The sparse nature of the book leaves the short memoir passages that much more powerful. In particular, the essay regarding Tiger Woods and how our strengths and weaknesses are indivisible from one another is particularly fantastic. Shields assembles a murderer's row of thinkers and writers to back his argument. Nabokov, Tolstoy, Pynchon, DF Wallace...quotations by all these writers are here in stripped form, rippling with intellectual power. I was a little surprised with how often the ghost of David Foster Wallace floated across the pages of this manuscript. But since Wallace was primarily concerned with literature as a salve for loneliness, Shields finds much common ground with him, though Shields apparently has no time for Wallace's novels finding that "...the game is not worth the candle." (pg 192). Wait, what? Your time is that valuable?

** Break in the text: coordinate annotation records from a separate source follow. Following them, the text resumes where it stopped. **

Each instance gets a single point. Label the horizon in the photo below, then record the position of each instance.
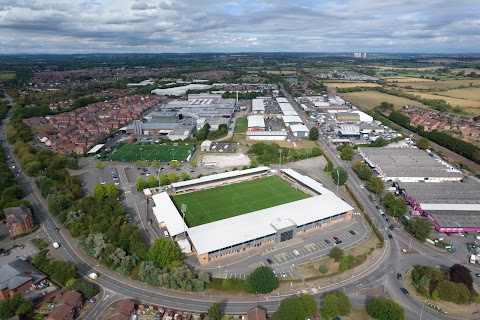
(264, 26)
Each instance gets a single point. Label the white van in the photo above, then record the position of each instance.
(473, 259)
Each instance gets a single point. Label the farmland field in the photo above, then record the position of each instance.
(236, 199)
(162, 153)
(350, 84)
(371, 99)
(470, 106)
(439, 84)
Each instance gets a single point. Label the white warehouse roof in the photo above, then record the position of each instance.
(256, 121)
(299, 128)
(292, 119)
(257, 105)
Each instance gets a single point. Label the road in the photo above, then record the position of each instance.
(116, 287)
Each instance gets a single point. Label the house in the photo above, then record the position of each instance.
(19, 220)
(17, 276)
(123, 310)
(70, 304)
(257, 313)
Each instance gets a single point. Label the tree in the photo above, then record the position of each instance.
(111, 190)
(99, 191)
(290, 309)
(164, 252)
(376, 185)
(313, 134)
(461, 274)
(385, 309)
(141, 184)
(423, 143)
(419, 227)
(339, 176)
(172, 177)
(215, 312)
(261, 280)
(336, 253)
(309, 304)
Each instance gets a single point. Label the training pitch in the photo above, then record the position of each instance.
(239, 198)
(162, 153)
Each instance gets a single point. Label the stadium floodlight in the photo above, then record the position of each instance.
(183, 209)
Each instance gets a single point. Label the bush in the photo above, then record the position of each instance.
(323, 268)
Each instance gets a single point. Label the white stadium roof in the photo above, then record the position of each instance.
(230, 232)
(219, 176)
(256, 121)
(165, 211)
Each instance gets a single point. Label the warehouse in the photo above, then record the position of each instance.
(292, 120)
(408, 165)
(450, 206)
(256, 122)
(266, 135)
(258, 106)
(299, 130)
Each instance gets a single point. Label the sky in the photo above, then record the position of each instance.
(184, 26)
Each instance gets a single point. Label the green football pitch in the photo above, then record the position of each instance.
(228, 201)
(162, 153)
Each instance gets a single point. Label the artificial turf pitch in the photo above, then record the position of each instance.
(162, 153)
(232, 200)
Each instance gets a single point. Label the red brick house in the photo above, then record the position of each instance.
(16, 277)
(70, 304)
(19, 220)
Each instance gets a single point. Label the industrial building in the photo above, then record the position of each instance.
(408, 165)
(266, 135)
(256, 122)
(450, 206)
(258, 106)
(248, 231)
(299, 130)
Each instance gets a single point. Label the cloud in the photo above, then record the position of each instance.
(64, 26)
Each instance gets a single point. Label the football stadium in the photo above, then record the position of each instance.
(246, 209)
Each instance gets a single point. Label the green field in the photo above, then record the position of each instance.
(233, 200)
(162, 153)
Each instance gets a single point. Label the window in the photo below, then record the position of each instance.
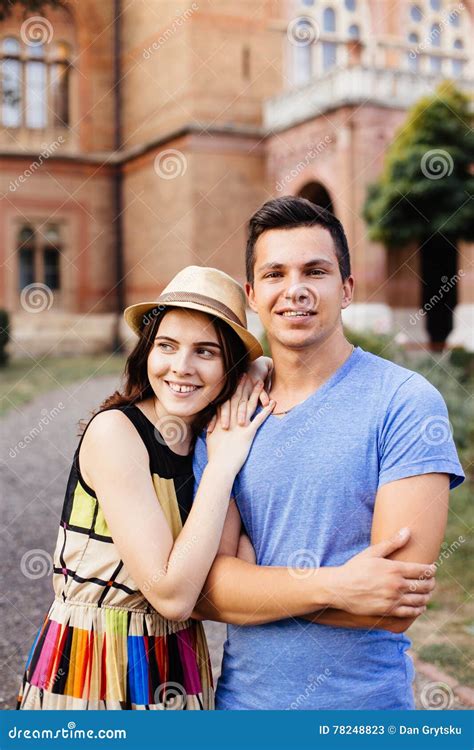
(26, 253)
(329, 55)
(455, 18)
(458, 65)
(39, 254)
(435, 35)
(60, 83)
(413, 57)
(329, 19)
(35, 87)
(303, 60)
(34, 84)
(11, 83)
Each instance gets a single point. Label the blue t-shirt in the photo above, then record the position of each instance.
(306, 498)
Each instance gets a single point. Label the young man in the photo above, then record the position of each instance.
(356, 448)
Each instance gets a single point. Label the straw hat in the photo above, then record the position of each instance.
(207, 290)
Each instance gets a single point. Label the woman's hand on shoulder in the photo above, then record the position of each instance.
(111, 444)
(229, 446)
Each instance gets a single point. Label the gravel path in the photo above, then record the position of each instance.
(37, 444)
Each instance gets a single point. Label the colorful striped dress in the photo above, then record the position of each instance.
(102, 645)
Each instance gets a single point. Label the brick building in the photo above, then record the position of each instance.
(138, 138)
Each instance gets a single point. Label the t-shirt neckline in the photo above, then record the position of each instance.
(335, 378)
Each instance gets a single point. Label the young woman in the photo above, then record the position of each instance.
(133, 550)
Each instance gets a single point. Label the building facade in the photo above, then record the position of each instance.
(138, 138)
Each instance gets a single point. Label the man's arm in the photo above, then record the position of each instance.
(241, 593)
(421, 504)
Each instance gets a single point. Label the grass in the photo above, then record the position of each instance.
(444, 634)
(24, 379)
(452, 660)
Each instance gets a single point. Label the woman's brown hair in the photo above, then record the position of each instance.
(136, 386)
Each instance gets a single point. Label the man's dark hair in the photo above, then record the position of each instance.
(289, 212)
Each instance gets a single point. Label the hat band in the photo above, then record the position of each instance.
(200, 299)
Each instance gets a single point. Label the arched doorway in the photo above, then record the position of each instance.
(317, 193)
(439, 294)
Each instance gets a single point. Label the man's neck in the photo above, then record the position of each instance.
(299, 372)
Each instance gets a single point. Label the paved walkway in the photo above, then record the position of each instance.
(37, 444)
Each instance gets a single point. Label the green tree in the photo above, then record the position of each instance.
(424, 194)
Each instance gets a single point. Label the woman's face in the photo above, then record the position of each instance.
(185, 364)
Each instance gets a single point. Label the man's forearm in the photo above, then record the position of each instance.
(340, 618)
(240, 593)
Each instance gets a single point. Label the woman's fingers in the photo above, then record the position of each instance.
(261, 416)
(403, 611)
(253, 400)
(415, 600)
(264, 398)
(225, 415)
(212, 424)
(420, 586)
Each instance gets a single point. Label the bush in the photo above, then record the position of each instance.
(4, 337)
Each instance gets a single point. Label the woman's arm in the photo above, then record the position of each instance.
(241, 593)
(169, 573)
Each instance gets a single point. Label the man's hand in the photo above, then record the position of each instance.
(369, 584)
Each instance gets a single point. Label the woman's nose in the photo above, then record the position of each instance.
(181, 364)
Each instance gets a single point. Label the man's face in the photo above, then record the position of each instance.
(298, 291)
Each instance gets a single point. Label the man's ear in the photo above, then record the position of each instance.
(347, 292)
(249, 291)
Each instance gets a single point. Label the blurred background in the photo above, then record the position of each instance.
(138, 137)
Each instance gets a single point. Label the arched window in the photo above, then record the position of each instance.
(458, 65)
(329, 48)
(455, 18)
(60, 83)
(34, 83)
(35, 87)
(435, 35)
(39, 253)
(329, 19)
(412, 55)
(26, 257)
(10, 71)
(51, 255)
(303, 54)
(415, 13)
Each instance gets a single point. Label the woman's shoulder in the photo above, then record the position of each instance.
(113, 426)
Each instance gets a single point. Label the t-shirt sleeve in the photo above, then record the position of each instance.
(199, 460)
(416, 436)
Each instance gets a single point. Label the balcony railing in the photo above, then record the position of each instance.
(351, 87)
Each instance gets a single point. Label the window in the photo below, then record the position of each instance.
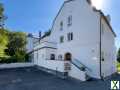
(60, 57)
(61, 25)
(52, 57)
(70, 36)
(70, 20)
(61, 39)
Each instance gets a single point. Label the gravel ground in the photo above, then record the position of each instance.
(34, 79)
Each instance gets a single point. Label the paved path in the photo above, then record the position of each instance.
(33, 79)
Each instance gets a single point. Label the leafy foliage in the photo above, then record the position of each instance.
(118, 55)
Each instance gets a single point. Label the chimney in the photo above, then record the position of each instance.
(108, 18)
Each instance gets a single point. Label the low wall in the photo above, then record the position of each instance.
(15, 65)
(53, 65)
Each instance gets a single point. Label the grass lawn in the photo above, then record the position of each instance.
(118, 67)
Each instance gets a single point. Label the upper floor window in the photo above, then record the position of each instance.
(61, 25)
(52, 57)
(61, 39)
(70, 36)
(69, 21)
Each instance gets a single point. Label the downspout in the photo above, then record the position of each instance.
(100, 51)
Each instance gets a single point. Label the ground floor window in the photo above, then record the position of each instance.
(60, 57)
(68, 56)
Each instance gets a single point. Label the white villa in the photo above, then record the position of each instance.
(81, 43)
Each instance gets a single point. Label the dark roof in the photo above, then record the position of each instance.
(94, 9)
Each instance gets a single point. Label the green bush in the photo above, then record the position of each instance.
(118, 66)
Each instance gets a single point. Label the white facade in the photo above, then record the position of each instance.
(91, 37)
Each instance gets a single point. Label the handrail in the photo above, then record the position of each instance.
(81, 64)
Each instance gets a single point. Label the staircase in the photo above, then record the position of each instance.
(81, 67)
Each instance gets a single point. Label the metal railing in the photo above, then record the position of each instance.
(80, 65)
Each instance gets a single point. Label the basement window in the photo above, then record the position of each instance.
(52, 57)
(70, 20)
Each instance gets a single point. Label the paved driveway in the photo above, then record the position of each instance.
(34, 79)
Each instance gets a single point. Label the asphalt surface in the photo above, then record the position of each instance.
(34, 79)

That's one of the reasons it is so tough for Shields to be representative for all readers when he's quite clearly allergic to plot or any literary devices at all. Shields believes that we are all terminal patients, so writers should just get to the point already. He doesn't want anything between him and the artist - just the artist on an autopsy table, laid bare for Shields to examine. He wants to know the secret of "...how the writer solves being alive."

I agree with Shields on a lot of points; hell, which one of us doesn't want to know how to live? That's what Franzen, an author Shields derided in "Reality Hunger," was examining in his latest book. As Shields tells us, writing should be the "axe to break the frozen sea within us" (Kafka), or the "bridge constructed across the abyss of human loneliness" (Wallace). At this, Shields only succeeds at moments, glancingly. I don't agree with his argument, and he talks about himself very little. Since most of this book is a a personal literary argument rather than personal memoir, I'm left with not much to connect to. So no matter how strongly he makes his case for collage and for the hollowness of the novel, I can't seem to meet him out on this abyss spanning bridge.